An explaiation of my recent work——for the PoAS design paper

I posted a design paper of a consensus protocol on Bitcointalk a few days ago, but didn’t receive any response. I am not sure whether it was because the protocol is not valuable or because I didn’t explain it well. I hope it was the second reason. So I’m going to explain it here in a simpler way: from the begining of my research. I hope there will be more people to be interested.

I decided to design a new protocol begining with some personal understanding with the debates of the existing protocols.

The first debate: PoW or PoS?
To my understanding, I prefer PoS, because the “work” of PoW is an uncontrolable external resource. Despite the energy consumption issue, using an uncontrolable external resource as a competitive material will probably cause large-scale collusions, which could impact the security. “mining pools” is an example of that. From this aspect, PoS uses an internal resource of the system. First of all, the total amount of stakes is fixed, which leads to a big advantage and I will introduce that later. Secondly, as a fundermental property of an account, stakes will not be shared among users in quantities. Therefore, large-scale collusions will be very difficult to occur.

The second debate: Chain, BFT,DPoS or DAG?
As far as I know, there are two ways to choose validators in all consensus systems: through competition (e.g. more hashpower or more stakes) or through cooperation (e.g. delegated by stakeholders). The former way results in wealth concentration (plenty of incentive) which causes user reductions, or lack of competitors (not much incentive) which causes security reductions; the latter results in the probability of large-scale collusions as PoW does (referring to this article), which causes security problems too. Security reductions are unacceptable for currency-functional chains and user reductions are hardly acceptable for public chains. Sharply reducing the validator nodes (BFT and DPOS) for perfomance will greatly aggravate those problems, so I think they should not be used in currency-functional public chains.

Is it possible to prevent all of those problems? It was the first question for me to find out. The answer is yes. The key is to let lower-ability users compete with higher-ability ones through a cooparative process (stake accumulating) using a chain-based mechanism, which ensures security and participation rate at the same time. From then on, I decided to design a new consensus protocol. I have thought DAG can do the same, but didn’t find how to synchronize the state of stakes in an asynchronous system. So I chose the chain-based system in my design.

After determining the structure of chain-based PoS consensus , the second goal was to compensate its defect (mostly NaS problems) and keep the advantage of PoW (e.g. efficient verification and objective boot straping) as far as possible. As a result, present NaS problems are solved; objectivity basically remains;verifications are still not as effecient as in PoW but it doesn’t affect important functions such as cross-chain verifications.

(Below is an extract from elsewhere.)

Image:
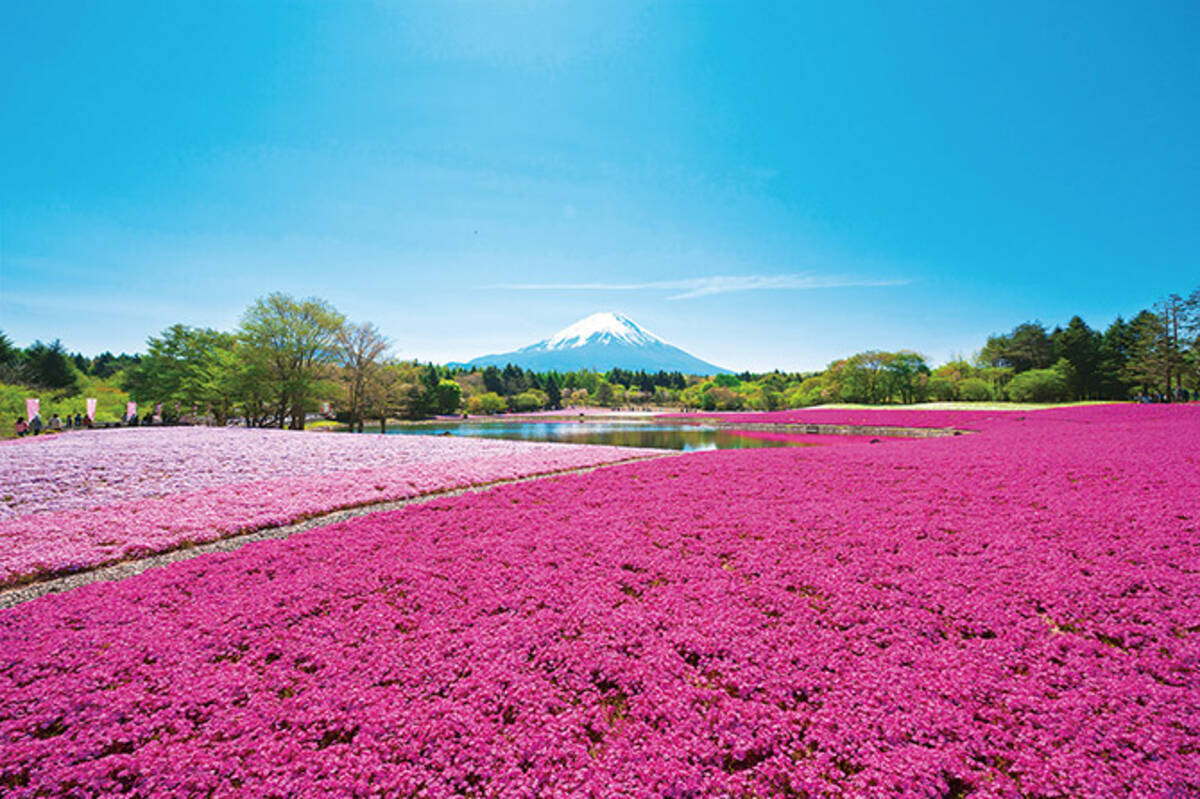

My next goal was to consider what other features can be applied in my design.
First of all, scalability . Although not being able to achieve the performance of BFT or DPoS and the scaling ability of DAG, chain-based consensus has its ways to expand the scale, which are multichain solutions such as side-chains or sharding. Multi-layer structures are actually better for safty factors, but to my understanding, a lack of clear and simple profit model keeps the expanding projects from being widely used (because the currency value is locked). Unpurposely, under the mechanism of accumulating stakes, the wallet applications will be involved in the mining process sothat their provider could directly profit from the system. It just solves the problem of profit model and will change many things. I hope it is helpful for scaling solutions.

Explicit finality is an other important feature that brings many advantages such as fast confirmation and avoiding historical attacks. It’s a feature that most (I’m not sure is it all) of the chain-based protocols don’t have. Using the property of fixed amount of stakes that is mentioned above and a double voting method, the feature of explicit finalities is successfully applied.

That’s all I have to explain. In short, PoAS is an optimized chain-based PoS protocol. To my understanding, it should be valuable for the use of cryptocurrencies.

All suggestions and opinions are welcome! thank you for your time!